Your first link case seems to be a problem with the turbo causing the initial carbon problem and this could just as easily have happened with diesel. It had also covered considerably more miles than you did.
The second link seems to be more of a rant and a scaremongering exercise and attempts to reverse the characteristics of direct and indirect engines suggesting that the direct run colder and will condense fuel more easily. If this really were the case then the indirect would be the easier to start and it's not because it has the larger combustion surface and loses more heat, hence harder to cold start! He makes absurd comparisons. The direct doesn't need the starting and running devices and is a much more efficient burning engine, unburnt excess fuel would mean it was not set up properly and appear as black smoke which should not be ignored.
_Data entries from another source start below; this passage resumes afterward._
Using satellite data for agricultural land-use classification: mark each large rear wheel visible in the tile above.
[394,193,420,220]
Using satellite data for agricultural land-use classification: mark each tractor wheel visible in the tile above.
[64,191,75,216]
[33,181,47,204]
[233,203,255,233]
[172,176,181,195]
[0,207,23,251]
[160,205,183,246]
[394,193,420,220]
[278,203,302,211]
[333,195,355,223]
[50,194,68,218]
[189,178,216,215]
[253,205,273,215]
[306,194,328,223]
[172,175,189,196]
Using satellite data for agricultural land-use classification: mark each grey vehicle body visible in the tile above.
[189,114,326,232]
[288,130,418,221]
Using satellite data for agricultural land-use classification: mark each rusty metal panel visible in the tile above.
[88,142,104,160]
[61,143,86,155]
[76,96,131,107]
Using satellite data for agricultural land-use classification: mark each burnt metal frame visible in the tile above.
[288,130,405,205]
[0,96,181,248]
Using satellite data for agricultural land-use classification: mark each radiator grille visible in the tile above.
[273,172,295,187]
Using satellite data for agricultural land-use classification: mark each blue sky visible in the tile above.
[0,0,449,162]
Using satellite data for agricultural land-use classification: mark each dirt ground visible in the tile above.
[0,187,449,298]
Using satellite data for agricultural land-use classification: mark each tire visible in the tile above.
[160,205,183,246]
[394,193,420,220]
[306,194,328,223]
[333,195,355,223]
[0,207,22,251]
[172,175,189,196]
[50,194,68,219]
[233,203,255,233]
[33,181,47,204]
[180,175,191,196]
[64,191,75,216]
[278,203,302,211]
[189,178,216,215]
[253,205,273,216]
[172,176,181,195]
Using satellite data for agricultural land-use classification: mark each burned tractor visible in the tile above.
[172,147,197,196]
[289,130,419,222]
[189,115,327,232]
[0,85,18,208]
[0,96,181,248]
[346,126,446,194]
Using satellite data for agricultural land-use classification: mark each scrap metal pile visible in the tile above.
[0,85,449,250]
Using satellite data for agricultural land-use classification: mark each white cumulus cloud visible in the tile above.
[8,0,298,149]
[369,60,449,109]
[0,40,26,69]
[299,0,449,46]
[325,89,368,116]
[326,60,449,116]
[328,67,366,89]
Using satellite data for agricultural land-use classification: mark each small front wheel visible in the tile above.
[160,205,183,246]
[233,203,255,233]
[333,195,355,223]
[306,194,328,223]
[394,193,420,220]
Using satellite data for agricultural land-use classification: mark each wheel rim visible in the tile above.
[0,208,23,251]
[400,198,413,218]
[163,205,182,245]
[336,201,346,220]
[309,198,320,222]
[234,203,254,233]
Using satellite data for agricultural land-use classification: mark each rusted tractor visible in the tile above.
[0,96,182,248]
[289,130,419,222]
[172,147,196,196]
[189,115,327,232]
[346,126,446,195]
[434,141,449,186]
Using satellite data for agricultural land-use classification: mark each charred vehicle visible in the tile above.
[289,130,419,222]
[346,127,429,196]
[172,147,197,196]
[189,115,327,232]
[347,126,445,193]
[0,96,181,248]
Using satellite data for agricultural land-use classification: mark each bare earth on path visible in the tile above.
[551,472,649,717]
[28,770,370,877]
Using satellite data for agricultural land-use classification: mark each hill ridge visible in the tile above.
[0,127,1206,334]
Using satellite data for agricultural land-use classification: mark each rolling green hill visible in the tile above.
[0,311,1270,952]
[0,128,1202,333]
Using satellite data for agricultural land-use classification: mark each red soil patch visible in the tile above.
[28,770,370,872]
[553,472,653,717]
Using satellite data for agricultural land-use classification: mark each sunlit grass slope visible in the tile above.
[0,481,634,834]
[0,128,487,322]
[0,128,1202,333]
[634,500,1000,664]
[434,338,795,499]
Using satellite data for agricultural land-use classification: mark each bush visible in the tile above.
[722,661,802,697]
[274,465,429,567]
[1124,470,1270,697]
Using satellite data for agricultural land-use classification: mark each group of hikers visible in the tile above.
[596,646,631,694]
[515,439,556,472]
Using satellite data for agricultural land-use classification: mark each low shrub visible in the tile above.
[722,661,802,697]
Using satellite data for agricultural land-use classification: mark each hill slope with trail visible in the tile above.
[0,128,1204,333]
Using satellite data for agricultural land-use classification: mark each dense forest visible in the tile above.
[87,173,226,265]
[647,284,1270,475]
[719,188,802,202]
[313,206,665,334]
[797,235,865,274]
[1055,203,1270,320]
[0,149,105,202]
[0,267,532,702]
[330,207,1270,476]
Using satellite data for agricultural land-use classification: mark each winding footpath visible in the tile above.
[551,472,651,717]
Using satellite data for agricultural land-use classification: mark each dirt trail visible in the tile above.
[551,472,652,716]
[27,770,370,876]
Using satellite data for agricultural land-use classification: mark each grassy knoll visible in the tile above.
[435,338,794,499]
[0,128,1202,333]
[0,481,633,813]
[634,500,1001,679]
I don't think this person knows what he's talking about.
I'm not saying you can't have a problem with SVO if you use it wrongly or excessively and choke the engine with it but it just seems that normal mechanical or adjustment problems are being blamed on SVO without any proper evidence to support it. The effects we've seen can just as likely be caused by diesel with too much fuel or not enough air or from a worn oil burner. The only true bit is where once the carbon starts to build up and affects the rings it rapidly gets worse.
You say the rings were broken on removal but the top rings were ok. If the carbon ring was to blame and that bad, shouldn't it have been removed first? I'm sorry if this seems like a grilling but nothing seems to make sense to me and I've been working with diesels for a long time, many of them similarily coked up, usually stationary or marine type that are overloaded. Perhaps you just need to change down a gear more often?